Listed below are examples of such projects:

  • TEAL: The TEAL Project will establish a technology enabled active learning environment for large enrollment physics courses, which will serve as a national model for such instruction. Building on the experience of other universities, TEAL will merge lectures, recitations, and hands-on laboratory experience into a technologically and collaboratively rich experience. Software and teaching materials developed in this effort will be made available nationally at little or no cost, in the hopes of motivating a national effort along these lines.
  • WebLab: MIT students can now test and probe fragile, microscopic electronic structures via a novel online lab that can be accessed from dorm rooms and other locations 24 hours a day. Although the lab's focus is the study of microelectronic devices, WebLab has the potential to revolutionize science and engineering education by providing online access to state-of-the-art labs.
  • ArchNet: The ArchNet project is based on the idea that educational technology should be employed to create and enhance learning communities. All community members will have individual workspaces in ArchNet which provide them with personalized entry points to the system, and which also allow them to represent themselves and their work to other members of the community. Learning community environments of this sort will be very widely used in professional education in the coming years.

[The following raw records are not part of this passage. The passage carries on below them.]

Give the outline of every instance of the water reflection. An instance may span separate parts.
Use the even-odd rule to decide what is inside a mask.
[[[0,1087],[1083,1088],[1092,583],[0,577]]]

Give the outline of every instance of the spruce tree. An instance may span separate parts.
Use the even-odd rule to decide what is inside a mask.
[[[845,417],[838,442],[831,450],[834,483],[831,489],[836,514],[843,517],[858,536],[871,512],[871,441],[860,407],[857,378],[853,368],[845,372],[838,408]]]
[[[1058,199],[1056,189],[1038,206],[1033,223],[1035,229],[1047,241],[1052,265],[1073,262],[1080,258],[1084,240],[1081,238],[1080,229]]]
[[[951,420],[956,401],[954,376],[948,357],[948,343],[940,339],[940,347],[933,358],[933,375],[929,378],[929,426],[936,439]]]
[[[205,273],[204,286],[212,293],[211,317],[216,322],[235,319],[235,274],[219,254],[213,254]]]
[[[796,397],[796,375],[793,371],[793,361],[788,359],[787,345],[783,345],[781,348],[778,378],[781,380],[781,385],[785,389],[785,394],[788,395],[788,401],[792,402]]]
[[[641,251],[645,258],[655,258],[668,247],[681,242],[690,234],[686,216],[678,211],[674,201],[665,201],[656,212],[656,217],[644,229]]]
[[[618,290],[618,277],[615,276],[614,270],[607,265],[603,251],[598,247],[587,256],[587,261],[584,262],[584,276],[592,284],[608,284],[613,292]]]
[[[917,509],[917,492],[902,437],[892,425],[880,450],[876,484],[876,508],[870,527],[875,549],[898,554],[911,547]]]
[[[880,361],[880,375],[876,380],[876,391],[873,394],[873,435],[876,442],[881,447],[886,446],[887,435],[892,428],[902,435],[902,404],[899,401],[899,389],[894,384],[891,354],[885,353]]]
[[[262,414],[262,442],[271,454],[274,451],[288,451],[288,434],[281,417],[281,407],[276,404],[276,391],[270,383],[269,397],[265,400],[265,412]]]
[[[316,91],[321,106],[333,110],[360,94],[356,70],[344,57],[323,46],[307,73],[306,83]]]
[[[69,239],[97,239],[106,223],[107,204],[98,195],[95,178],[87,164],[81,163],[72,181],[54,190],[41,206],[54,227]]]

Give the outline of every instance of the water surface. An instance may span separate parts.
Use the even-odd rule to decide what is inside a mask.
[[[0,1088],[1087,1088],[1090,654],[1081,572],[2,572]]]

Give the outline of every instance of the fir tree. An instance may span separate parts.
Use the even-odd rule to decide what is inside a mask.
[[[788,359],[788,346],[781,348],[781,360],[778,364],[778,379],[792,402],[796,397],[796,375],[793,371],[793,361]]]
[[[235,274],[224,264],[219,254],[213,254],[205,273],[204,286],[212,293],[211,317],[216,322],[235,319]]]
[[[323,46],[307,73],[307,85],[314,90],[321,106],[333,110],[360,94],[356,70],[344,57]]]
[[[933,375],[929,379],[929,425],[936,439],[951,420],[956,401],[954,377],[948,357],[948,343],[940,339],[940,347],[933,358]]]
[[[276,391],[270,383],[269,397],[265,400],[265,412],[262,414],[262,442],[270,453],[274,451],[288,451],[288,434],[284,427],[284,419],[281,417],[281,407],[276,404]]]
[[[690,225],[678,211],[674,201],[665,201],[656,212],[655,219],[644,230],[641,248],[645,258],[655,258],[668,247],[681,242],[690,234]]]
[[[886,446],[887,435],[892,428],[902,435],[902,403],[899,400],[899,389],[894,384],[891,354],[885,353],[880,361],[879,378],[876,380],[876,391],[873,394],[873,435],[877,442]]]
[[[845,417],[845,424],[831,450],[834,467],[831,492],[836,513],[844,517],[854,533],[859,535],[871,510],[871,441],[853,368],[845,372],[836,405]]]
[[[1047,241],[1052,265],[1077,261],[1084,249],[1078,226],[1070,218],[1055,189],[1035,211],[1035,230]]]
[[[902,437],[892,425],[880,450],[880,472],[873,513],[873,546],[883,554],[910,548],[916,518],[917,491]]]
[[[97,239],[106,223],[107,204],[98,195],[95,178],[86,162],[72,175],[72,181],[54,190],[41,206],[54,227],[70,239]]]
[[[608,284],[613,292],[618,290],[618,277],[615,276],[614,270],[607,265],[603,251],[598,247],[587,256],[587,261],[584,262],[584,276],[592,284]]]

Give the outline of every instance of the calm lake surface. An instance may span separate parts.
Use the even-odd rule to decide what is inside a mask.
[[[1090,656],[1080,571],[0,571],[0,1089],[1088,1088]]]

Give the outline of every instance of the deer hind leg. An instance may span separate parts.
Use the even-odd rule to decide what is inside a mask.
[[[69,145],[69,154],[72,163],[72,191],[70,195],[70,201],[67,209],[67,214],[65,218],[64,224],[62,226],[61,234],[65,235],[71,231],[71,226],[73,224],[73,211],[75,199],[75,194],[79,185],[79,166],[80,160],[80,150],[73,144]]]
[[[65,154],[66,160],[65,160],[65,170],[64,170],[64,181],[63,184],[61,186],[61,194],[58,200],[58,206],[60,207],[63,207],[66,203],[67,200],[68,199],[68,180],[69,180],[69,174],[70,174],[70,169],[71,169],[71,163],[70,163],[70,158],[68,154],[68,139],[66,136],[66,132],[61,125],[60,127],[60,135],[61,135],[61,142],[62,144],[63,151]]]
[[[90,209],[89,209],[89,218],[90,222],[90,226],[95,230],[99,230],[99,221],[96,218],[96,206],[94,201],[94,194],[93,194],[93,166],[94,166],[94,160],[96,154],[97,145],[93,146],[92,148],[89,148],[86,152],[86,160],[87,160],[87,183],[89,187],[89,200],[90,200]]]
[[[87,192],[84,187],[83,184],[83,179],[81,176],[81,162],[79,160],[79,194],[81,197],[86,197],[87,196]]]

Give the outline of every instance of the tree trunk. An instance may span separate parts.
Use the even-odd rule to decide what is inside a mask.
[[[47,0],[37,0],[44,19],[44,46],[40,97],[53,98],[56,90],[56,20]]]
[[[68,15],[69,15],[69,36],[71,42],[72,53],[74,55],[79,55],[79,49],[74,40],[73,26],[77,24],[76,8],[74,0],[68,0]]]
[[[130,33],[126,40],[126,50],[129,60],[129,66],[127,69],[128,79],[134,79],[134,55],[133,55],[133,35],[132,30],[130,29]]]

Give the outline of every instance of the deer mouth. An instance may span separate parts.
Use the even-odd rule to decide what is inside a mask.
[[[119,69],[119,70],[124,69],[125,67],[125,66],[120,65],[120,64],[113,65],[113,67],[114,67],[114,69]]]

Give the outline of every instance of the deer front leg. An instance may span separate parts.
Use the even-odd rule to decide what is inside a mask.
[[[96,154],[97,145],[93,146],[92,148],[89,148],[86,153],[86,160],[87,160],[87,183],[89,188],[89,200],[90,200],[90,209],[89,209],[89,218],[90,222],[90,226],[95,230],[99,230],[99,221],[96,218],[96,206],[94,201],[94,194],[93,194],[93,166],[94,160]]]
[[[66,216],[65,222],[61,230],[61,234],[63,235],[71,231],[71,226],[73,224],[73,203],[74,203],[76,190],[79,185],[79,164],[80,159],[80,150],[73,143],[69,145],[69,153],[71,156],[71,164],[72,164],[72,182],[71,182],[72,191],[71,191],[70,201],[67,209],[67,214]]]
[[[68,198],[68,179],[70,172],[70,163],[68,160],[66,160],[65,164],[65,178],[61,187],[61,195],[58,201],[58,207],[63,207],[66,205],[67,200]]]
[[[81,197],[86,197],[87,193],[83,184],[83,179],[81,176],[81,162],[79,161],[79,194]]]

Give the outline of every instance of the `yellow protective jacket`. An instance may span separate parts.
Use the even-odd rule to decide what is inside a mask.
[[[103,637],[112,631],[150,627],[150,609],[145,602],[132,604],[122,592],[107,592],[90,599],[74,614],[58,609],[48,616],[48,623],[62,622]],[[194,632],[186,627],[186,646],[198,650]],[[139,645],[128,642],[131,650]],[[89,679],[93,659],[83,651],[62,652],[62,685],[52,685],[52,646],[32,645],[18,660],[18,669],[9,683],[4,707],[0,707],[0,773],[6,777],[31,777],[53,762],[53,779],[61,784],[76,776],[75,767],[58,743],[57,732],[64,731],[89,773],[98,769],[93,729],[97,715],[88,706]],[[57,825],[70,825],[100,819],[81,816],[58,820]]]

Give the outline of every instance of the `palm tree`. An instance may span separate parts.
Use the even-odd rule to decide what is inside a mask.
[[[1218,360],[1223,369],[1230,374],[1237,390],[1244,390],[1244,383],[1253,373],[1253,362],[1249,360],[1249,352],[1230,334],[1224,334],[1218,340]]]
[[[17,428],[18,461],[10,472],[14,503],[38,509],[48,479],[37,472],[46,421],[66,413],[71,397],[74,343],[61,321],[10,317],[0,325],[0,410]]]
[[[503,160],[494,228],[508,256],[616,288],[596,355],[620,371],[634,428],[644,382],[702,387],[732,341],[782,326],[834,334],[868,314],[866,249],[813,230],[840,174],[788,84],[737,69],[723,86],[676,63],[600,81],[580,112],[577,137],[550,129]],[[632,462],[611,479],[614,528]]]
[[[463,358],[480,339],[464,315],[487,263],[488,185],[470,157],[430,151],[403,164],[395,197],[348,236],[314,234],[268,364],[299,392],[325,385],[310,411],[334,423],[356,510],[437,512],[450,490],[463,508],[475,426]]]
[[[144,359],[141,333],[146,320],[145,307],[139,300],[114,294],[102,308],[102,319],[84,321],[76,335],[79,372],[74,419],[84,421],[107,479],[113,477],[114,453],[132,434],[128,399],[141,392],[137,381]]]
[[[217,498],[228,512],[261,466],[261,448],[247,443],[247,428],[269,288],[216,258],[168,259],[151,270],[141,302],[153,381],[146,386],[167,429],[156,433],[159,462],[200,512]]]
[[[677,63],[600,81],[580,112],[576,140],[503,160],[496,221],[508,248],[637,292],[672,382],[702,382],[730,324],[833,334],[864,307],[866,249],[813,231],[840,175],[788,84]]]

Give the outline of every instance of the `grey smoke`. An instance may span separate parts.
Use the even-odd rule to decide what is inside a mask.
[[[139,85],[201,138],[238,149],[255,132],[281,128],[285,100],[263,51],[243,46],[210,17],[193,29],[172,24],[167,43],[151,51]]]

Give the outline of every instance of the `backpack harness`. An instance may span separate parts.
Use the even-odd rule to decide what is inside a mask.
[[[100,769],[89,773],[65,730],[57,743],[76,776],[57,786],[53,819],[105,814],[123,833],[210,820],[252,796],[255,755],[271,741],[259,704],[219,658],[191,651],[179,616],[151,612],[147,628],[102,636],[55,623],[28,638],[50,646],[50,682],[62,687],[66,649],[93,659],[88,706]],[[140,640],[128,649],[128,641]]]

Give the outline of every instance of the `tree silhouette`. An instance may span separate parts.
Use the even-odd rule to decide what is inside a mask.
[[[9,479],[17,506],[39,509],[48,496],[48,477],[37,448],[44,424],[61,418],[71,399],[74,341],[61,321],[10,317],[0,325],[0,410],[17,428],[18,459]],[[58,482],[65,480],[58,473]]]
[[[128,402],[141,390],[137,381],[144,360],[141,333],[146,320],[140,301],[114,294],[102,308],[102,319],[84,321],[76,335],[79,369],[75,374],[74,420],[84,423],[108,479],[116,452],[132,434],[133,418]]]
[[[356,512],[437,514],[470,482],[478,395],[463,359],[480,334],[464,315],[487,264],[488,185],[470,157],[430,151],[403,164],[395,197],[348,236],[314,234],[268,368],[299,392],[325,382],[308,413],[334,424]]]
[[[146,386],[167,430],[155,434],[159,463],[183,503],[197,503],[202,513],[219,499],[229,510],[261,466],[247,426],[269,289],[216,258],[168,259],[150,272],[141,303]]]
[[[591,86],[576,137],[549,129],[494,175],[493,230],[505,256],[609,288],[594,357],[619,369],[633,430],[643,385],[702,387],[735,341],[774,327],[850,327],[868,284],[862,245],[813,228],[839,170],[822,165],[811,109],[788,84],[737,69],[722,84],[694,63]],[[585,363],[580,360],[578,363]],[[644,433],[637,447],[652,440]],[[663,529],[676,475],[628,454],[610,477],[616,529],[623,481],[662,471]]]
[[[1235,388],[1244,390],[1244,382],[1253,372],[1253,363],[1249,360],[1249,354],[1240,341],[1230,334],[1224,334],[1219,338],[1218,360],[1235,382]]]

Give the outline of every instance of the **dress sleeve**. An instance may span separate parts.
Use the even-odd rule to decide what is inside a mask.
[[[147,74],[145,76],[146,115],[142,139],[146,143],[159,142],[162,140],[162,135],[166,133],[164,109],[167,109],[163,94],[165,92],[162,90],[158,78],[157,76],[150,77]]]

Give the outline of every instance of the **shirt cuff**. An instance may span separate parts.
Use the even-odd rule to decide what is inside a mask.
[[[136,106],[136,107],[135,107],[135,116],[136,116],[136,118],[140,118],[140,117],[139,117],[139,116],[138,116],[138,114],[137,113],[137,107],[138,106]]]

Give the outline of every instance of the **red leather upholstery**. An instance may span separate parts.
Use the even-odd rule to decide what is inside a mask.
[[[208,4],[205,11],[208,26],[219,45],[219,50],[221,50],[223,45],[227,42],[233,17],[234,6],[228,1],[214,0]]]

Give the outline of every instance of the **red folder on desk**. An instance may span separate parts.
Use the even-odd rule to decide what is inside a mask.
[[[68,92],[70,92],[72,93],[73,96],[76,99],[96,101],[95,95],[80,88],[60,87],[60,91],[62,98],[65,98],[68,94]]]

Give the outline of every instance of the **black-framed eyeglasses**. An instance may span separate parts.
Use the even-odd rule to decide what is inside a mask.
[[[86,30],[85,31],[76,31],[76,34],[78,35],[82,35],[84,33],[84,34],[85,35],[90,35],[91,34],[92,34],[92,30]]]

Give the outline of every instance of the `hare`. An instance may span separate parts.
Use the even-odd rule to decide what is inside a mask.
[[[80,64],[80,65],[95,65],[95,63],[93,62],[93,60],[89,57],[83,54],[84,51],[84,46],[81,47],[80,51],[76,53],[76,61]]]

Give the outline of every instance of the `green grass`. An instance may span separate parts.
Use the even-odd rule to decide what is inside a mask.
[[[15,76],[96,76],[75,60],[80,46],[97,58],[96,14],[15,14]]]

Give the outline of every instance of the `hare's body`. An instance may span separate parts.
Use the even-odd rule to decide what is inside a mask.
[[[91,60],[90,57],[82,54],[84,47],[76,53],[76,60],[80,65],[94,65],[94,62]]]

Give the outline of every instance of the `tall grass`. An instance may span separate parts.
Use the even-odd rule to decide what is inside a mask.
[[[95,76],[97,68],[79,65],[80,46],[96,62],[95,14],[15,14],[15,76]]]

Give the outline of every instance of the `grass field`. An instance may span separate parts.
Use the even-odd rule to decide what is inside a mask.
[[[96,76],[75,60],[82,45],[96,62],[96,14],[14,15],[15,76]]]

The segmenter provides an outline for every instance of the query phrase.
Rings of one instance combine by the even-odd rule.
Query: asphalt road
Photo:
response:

MIT is also engaged in several collaborative and distance learning projects around the world. In the future the technologies that are being developed to support these efforts will also be utilized to enhance OCW materials. Some of these projects include:

  • MIT's Design Studio of the Future (DSOF): The DSOF is an interdisciplinary effort between the School of Architecture and Planning and the School of Engineering that focuses on geographically distributed electronic design and work group collaboration. As a design project moves along, aspects of the work can be shared, discussed, changed, and implemented through electronic means.
  • MIT-Singapore Alliance: In November 1998, MIT joined in an alliance with the two leading research universities in Singapore -- the National University of Singapore and Nanyang Technological University -- to explore the application of information technology in the creation of a new global model for long-distance engineering education and collaborative research.
  • MIT's System Design and Management Program (SDM): MIT's first degree granting program offered through distance education, SDM provides students with expertise in both management sciences and engineering, specifically in the areas of system design and new product development.
  • Cambridge-MIT Institute: This is a new enterprise between MIT and Cambridge University in England that will develop educational and research programs designed to stimulate the development of new technologies, to encourage entrepreneurship, and to improve productivity and competitiveness. A key component will be an undergraduate student exchange program.

8. What intellectual property policies will govern OCW materials?

The policies toward the intellectual property created for MIT OCW will be clear and consistent with other policies for scholarly material used in education. Faculty will retain ownership of most materials prepared for MIT OCW, following the MIT policy on textbook authorship. MIT will retain ownership only when significant use has been made of the Institute's resources. If student course work is placed on the MIT OCW site, then copyright in the work remains with the student.

9. What is the projected timetable for OpenCourseWare?

If funding comes through as hoped for, we would begin a pilot program in the fall of 2001, with a goal of making over 500 courses available on the World Wide Web over the next 2 1/2 years. Over the next decade, the project expects to provide over 2000 courses across MIT's entire curriculum -- in architecture and planning, engineering, humanities, arts, social sciences, management, and science.

10. How will OpenCourseWare be funded?

We are currently seeking outside funding partners to help cover the start-up and annual costs of the project for the first decade of operation. We anticipate that development costs during the initial phase of the project will be between $7.5 million and $10 million per year.